JurnalPatroliNews – Yogyakarta – Sejumlah pos polisi lalu lintas di Daerah Istimewa Yogyakarta (DIY) menjadi sasaran pelemparan molotov dan batu pada Kamis (4/9/2025). Aksi perusakan ini memicu kekhawatiran karena Yogyakarta dianggap sebagai barometer keamanan nasional.
“Jogja itu tolok ukur. Kalau Jogja panas, biasanya ikut merembet ke seluruh Indonesia,” ujar mantan Menko Polhukam Mahfud MD saat berada di Yogyakarta, Jumat (5/9/2025).
Menurut Mahfud, peristiwa tersebut tidak bisa dipandang remeh. Ia menyinggung aksi unjuk rasa di akhir Agustus lalu yang berujung pembakaran bagian depan Kantor Polda DIY sebagai gambaran rentannya situasi. “Kalau Yogyakarta bisa tetap tenang, daerah lain pun biasanya ikut stabil,” tambahnya.
Lima Pos Polisi Jadi Sasaran
Kabid Humas Polda DIY, Kombes Ihsan, mengungkapkan lima pos polisi menjadi target serangan. Lokasi yang terdampak meliputi Pos Monjali, Jombor, Pelemgurih, Kronggahan, serta Pos Simpang Empat Pingit di Tegalrejo, Kota Yogyakarta.
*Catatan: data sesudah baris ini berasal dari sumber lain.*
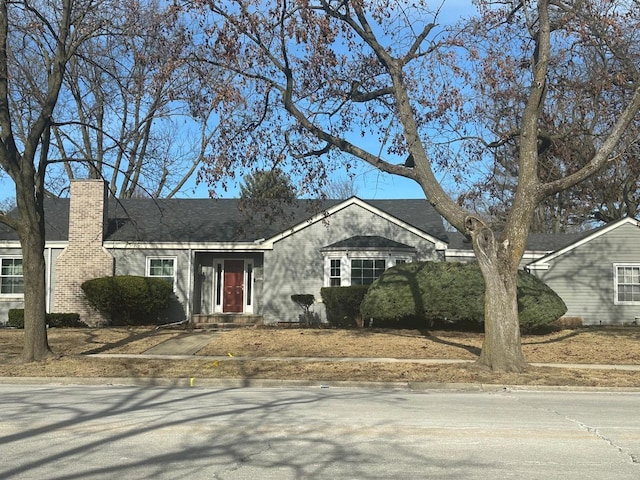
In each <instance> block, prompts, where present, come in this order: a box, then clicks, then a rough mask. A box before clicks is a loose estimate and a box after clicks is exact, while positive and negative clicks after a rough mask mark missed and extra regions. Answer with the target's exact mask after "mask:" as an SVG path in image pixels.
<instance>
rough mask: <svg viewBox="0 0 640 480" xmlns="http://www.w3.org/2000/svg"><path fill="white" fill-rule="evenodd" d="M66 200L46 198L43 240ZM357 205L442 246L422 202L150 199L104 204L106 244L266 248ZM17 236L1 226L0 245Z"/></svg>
mask: <svg viewBox="0 0 640 480" xmlns="http://www.w3.org/2000/svg"><path fill="white" fill-rule="evenodd" d="M69 204H70V199H68V198H47V199H45V229H46V241H47V242H66V241H67V239H68V235H69ZM353 204H357V205H360V206H362V207H363V208H365V209H367V210H369V211H372V212H374V213H376V214H378V215H380V216H382V217H384V218H386V219H388V220H390V221H392V222H394V223H396V224H399V225H402V226H404V227H405V228H407V229H409V230H412V231H414V232H415V233H417V234H419V235H420V236H423V237H425V238H429V239H433V240H432V241H434V242H440V243H442V244H443V246H444V243H443V240H446V233H445V231H444V227H443V225H442V219H441V218H440V216H439V215H438V213H437V212H436V211H435V209H433V207H432V206H431V205H430V204H429V203H428V202H427V201H426V200H419V199H416V200H370V201H364V200H360V199H359V198H357V197H352V198H350V199H348V200H323V201H319V200H296V201H294V202H291V203H290V204H278V205H277V206H276V207H275V208H274V209H272V210H270V209H268V208H266V209H264V211H261V210H258V211H253V212H251V211H249V209H247V208H244V209H243V208H242V205H241V200H239V199H209V198H205V199H150V198H133V199H123V200H114V199H109V201H108V207H107V208H108V225H107V227H106V234H105V242H112V244H121V243H122V244H124V243H127V244H151V243H155V244H188V243H191V244H206V243H215V244H231V243H234V244H245V245H247V244H253V245H261V246H262V247H263V248H270V247H269V245H268V243H269V242H268V241H267V242H265V239H269V241H276V240H278V239H280V238H284V237H285V236H287V235H290V234H291V233H294V232H295V231H298V230H300V229H301V228H305V227H306V226H308V225H310V224H312V223H315V222H317V221H321V220H322V219H324V218H326V217H327V215H331V214H332V213H335V212H337V211H340V210H341V209H343V208H346V207H348V206H350V205H353ZM2 241H7V242H11V243H13V242H17V241H18V236H17V235H16V233H15V232H14V231H13V230H11V229H10V228H9V227H7V226H5V225H3V224H0V242H2Z"/></svg>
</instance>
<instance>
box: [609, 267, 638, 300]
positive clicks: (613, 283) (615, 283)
mask: <svg viewBox="0 0 640 480" xmlns="http://www.w3.org/2000/svg"><path fill="white" fill-rule="evenodd" d="M620 268H633V269H637V270H638V283H633V282H632V283H627V284H625V285H637V286H638V288H640V263H614V264H613V290H614V293H613V304H614V305H640V299H639V300H620V299H619V295H618V294H619V291H618V290H619V287H620V280H619V278H618V270H619V269H620ZM638 298H640V294H639V295H638Z"/></svg>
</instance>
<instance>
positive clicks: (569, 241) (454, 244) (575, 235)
mask: <svg viewBox="0 0 640 480" xmlns="http://www.w3.org/2000/svg"><path fill="white" fill-rule="evenodd" d="M585 235H588V233H584V232H582V233H530V234H529V237H528V238H527V246H526V250H527V251H528V252H544V253H545V254H548V253H550V252H554V251H556V250H558V249H560V248H563V247H565V246H567V245H569V244H571V243H573V242H576V241H578V240H579V239H581V238H583V237H584V236H585ZM448 237H449V242H448V243H449V248H448V249H449V250H459V251H470V252H472V251H473V246H472V245H471V240H469V239H468V238H467V237H466V236H464V235H463V234H461V233H460V232H448Z"/></svg>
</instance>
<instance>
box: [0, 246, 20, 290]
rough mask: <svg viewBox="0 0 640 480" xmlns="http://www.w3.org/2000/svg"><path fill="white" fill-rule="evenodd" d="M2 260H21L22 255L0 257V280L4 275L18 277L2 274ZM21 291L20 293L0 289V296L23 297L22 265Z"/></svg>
mask: <svg viewBox="0 0 640 480" xmlns="http://www.w3.org/2000/svg"><path fill="white" fill-rule="evenodd" d="M4 260H14V261H15V260H22V255H3V256H1V257H0V282H1V281H2V278H4V277H18V275H2V270H1V269H2V263H3V262H4ZM21 276H22V290H23V291H22V292H21V293H3V292H2V290H1V289H0V296H2V298H23V297H24V265H23V271H22V275H21Z"/></svg>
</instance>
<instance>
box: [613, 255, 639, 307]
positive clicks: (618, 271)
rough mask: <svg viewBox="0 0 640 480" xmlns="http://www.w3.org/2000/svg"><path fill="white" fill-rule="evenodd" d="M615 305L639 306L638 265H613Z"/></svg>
mask: <svg viewBox="0 0 640 480" xmlns="http://www.w3.org/2000/svg"><path fill="white" fill-rule="evenodd" d="M615 277H616V278H615V282H616V284H615V287H616V302H615V303H633V304H640V265H615Z"/></svg>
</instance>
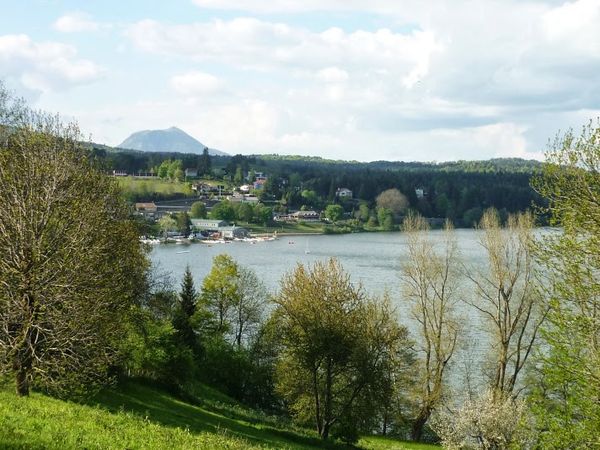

Akibat insiden itu, tiga pos mengalami kerusakan kaca akibat lemparan batu. Sementara dua pos lainnya sempat dilempari molotov, tetapi tidak sampai menimbulkan kebakaran.
Situasi Masih Terkendali
Meski demikian, Ihsan memastikan kondisi Yogyakarta saat ini tetap kondusif. Ia menduga aksi tersebut sengaja dilakukan untuk memprovokasi suasana.
“Peristiwa ini lebih ke arah upaya memancing situasi. Namun secara umum, keamanan di DIY masih dalam kendali,” tegasnya.